1
votes

Using Julia, is there a way to compare 2 DataFrames cell by cell and output difference

E.g.: enter image description here

expected result would produce dataframe with True/False enter image description here

Thanks in advance for help

2

2 Answers

3
votes

AbstractDataFrame objects support broadcasting so you can just write:

julia> df1 .== df2
3×2 DataFrame
│ Row │ Col1 │ Col2 │
│     │ Bool │ Bool │
├─────┼──────┼──────┤
│ 1   │ 1    │ 1    │
│ 2   │ 1    │ 1    │
│ 3   │ 0    │ 1    │

or

julia> isequal.(df1, df2)
3×2 DataFrame
│ Row │ Col1 │ Col2 │
│     │ Bool │ Bool │
├─────┼──────┼──────┤
│ 1   │ 1    │ 1    │
│ 2   │ 1    │ 1    │
│ 3   │ 0    │ 1    │

The difference between == and isequal is how they handle the case if you have missing value in a cell (== will produce missing in such a case and isequal produces true/false).

Using the Matrix approach that Przemyslaw proposes will ignore column names (and in general will be expensive as it performs copying of data).
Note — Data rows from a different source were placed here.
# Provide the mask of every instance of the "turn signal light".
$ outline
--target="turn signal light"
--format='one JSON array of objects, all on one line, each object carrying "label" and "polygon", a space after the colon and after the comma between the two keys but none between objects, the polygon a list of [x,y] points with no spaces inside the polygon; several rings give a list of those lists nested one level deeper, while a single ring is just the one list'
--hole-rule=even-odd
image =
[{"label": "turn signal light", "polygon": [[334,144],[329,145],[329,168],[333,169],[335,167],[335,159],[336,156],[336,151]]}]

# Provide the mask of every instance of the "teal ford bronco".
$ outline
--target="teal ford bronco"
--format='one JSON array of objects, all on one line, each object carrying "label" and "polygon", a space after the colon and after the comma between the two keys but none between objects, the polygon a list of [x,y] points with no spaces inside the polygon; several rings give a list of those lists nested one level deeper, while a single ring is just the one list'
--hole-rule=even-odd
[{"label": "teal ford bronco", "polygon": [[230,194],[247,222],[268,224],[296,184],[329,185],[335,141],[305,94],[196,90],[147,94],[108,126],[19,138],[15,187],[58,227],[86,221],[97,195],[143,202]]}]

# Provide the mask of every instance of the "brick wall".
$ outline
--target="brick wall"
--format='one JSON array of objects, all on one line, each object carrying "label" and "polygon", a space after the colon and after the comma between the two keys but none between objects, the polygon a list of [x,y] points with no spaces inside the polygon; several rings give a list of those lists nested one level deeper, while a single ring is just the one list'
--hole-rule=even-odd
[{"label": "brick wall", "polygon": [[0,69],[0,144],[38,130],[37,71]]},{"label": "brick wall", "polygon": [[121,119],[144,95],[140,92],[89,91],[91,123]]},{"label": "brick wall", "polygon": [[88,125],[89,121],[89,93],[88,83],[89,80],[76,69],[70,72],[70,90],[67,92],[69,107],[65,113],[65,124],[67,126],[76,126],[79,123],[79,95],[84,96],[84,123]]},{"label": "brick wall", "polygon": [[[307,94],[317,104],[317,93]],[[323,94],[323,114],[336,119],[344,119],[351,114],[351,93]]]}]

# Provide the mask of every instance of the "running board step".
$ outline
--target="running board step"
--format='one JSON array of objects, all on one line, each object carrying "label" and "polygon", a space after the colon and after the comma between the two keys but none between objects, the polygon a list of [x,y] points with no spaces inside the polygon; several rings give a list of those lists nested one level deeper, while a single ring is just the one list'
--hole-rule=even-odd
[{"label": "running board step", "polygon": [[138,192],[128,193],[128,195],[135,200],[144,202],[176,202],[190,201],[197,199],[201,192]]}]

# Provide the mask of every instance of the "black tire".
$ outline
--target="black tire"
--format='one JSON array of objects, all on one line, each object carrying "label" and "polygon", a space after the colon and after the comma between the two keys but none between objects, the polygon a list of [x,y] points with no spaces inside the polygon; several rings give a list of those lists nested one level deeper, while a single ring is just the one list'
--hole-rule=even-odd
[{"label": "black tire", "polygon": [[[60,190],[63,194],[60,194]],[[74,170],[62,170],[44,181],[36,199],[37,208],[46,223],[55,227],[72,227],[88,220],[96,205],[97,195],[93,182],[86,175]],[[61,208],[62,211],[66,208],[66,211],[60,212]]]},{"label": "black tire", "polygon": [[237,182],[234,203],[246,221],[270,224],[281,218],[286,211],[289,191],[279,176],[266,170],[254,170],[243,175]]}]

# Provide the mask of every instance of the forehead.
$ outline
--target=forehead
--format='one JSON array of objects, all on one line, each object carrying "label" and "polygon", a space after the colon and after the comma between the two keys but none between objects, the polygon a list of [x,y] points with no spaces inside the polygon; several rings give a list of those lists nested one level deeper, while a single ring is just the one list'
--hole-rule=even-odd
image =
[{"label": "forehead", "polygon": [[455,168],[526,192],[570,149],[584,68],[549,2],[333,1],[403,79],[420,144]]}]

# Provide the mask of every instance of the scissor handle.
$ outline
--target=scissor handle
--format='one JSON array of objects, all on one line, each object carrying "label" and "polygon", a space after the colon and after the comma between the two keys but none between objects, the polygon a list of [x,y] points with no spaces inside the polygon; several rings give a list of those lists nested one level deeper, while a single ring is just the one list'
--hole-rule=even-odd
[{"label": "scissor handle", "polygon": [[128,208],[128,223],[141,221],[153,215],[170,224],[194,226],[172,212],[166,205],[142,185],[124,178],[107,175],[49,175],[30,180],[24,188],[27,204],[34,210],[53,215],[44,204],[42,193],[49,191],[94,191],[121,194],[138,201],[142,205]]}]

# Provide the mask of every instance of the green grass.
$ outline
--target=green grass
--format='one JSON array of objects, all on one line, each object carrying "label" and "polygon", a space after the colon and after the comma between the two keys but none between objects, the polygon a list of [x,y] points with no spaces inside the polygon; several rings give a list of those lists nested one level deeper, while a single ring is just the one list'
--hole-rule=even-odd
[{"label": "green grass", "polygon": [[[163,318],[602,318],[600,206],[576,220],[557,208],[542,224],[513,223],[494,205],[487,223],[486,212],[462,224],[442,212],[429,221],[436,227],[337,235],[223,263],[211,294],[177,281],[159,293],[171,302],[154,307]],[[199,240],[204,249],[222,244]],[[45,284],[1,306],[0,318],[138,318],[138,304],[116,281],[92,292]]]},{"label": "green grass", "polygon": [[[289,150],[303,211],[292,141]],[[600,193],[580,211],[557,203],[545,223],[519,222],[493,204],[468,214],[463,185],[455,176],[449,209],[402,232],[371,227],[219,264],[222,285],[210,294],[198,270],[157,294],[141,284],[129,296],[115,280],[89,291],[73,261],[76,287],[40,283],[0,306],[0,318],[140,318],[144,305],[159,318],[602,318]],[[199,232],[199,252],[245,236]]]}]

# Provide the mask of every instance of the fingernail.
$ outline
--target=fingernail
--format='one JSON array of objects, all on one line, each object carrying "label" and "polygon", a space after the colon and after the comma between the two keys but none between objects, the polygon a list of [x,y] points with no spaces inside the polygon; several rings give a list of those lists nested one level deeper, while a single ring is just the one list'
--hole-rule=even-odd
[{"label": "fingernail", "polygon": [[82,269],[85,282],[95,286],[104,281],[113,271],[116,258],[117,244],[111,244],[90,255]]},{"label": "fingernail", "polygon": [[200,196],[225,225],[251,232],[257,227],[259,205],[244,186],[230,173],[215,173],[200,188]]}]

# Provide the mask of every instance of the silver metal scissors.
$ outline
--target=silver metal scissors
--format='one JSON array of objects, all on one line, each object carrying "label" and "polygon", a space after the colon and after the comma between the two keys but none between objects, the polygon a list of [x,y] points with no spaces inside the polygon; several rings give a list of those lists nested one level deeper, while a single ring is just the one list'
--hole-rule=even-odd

The second option proposed by Przemyslaw ignores column order in the data frames (in some cases you actually might want it) and does not check if the sets of column names in both data frames are the same.

3
votes

Basically you need to use .== in one of many ways.

using DataFrames
df1 = DataFrame(Col1=["A","B","C"],Col2=["X","Y","Z"])
df2 = DataFrame(Col1=["A","B","D"],Col2=["X","Y","Z"])

This is the shortest version:

julia> Matrix(df1) .== Matrix(df2)
3×2 BitArray{2}:
 1  1
 1  1
 0  1

In this approach you can use dimension dropping [:] to get the list of unmatched values:

julia> Matrix(df2)[:][(.!(Matrix(df1) .== Matrix(df2))[:])]
1-element Array{String,1}:
 "D"

If you want a DataFrame:

julia> DataFrame((n => df1[!,n] .== df2[!,n] for n in names(df2))...)
3×2 DataFrame
│ Row │ Col1 │ Col2 │
│     │ Bool │ Bool │
├─────┼──────┼──────┤
│ 1   │ 1    │ 1    │
│ 2   │ 1    │ 1    │
│ 3   │ 0    │ 1    │